How do we know when the various classes of animals and plants were established on the earth? How do we know the order of their appearance and the succession of their advances? The answer is: by reading the Rock Record. In the course of time the crust of the earth has been elevated into continents and depressed into ocean-troughs, and the surface of the land has been buckled up into mountain ranges and folded in gentler hills and valleys. The high places of the land have been weathered by air and water in many forms, and the results of the weathering have been borne away by rivers and seas, to be laid down again elsewhere as deposits which eventually formed sandstones, mudstones, and similar sedimentary rocks. Much of the material of the original crust has thus been broken down and worked up again many times over, and if the total thickness of the sedimentary rocks is added up it amounts, according to some geologists, to a total of 67 miles. In most cases, however, only a small part of this thickness is to be seen in one place, for the deposits were usually formed in limited areas at any one time.

The Use of Fossils

When the sediments were accumulating age after age, it naturally came about that remains of the plants and animals living at the time were buried, and these formed the fossils by the aid of which it is possible to read the story of the past. By careful piecing together of evidence the geologist is able to determine the order in which the different sedimentary rocks were laid down, and thus to say, for instance, that the Devonian period was the time of the origin of Amphibians. In other cases the geologist utilises the fossils in his attempt to work out the order of the strata when these have been much disarranged. For the simpler fossil forms of any type must be older than those that are more complex. There is no vicious circle here, for the general succession of strata is clear, and it is quite certain that there were fishes before there were amphibians, and amphibians before there were reptiles, and reptiles before there were birds and mammals. In certain cases, e.g. of fossil horses and elephants, the actual historical succession has been clearly worked out.

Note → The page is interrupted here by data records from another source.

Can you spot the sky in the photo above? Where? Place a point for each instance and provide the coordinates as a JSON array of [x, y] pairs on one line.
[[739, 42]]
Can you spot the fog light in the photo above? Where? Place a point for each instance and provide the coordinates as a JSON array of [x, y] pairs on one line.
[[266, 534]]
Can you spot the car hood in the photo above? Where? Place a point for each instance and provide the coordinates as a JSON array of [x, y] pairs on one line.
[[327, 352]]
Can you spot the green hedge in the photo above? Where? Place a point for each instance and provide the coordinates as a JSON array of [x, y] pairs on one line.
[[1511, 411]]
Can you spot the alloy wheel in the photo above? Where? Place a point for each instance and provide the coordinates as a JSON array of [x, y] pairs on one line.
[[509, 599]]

If the successive strata contained good samples of all the plants and animals living at the time when the beds were formed, then it would be easy to read the record of the rocks, but many animals were too soft to become satisfactory fossils, many were eaten or dissolved away, many were destroyed by heat and pressure, so that the rock record is like a library very much damaged by fire and looting and decay.

§ 2

The Geological Time-table

The long history of the earth and its inhabitants is conveniently divided into eras. Thus, just as we speak of the ancient, mediæval, and modern history of mankind, so we may speak of Palæozoic, Mesozoic and Cenozoic eras in the history of the earth as a whole.

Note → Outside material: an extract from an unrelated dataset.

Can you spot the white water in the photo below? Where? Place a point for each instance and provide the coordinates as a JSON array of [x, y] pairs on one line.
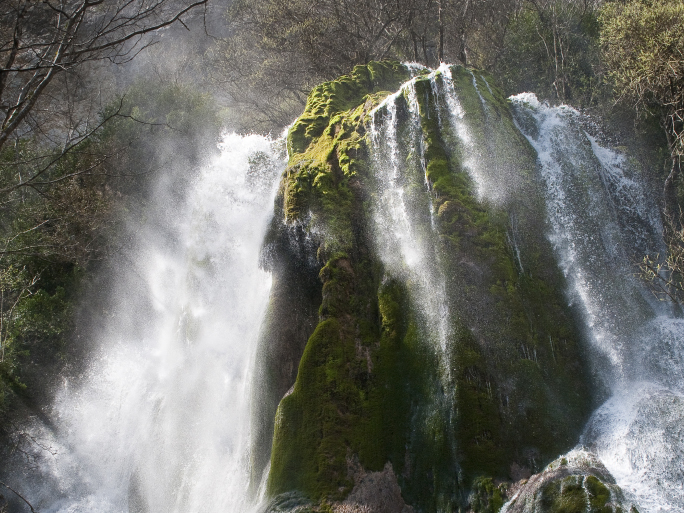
[[161, 421], [601, 222], [404, 228]]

Geologists cannot tell us except in an approximate way how long the process of evolution has taken. One of the methods is to estimate how long has been required for the accumulation of the salts of the sea, for all these have been dissolved out of the rocks since rain began to fall on the earth. Dividing the total amount of saline matter by what is contributed every year in modern times, we get about a hundred million years as the age of the sea. But as the present rate of salt-accumulation is probably much greater than it was during many of the geological periods, the prodigious age just mentioned is in all likelihood far below the mark. Another method is to calculate how long it would take to form the sedimentary rocks, like sandstones and mudstones, which have a total thickness of over fifty miles, though the local thickness is rarely over a mile. As most of the materials have come from the weathering of the earth's crust, and as the annual amount of weathering now going on can be estimated, the time required for the formation of the sedimentary rocks of the world can be approximately calculated. There are some other ways of trying to tell the earth's age and the length of the successive periods, but no certainty has been reached.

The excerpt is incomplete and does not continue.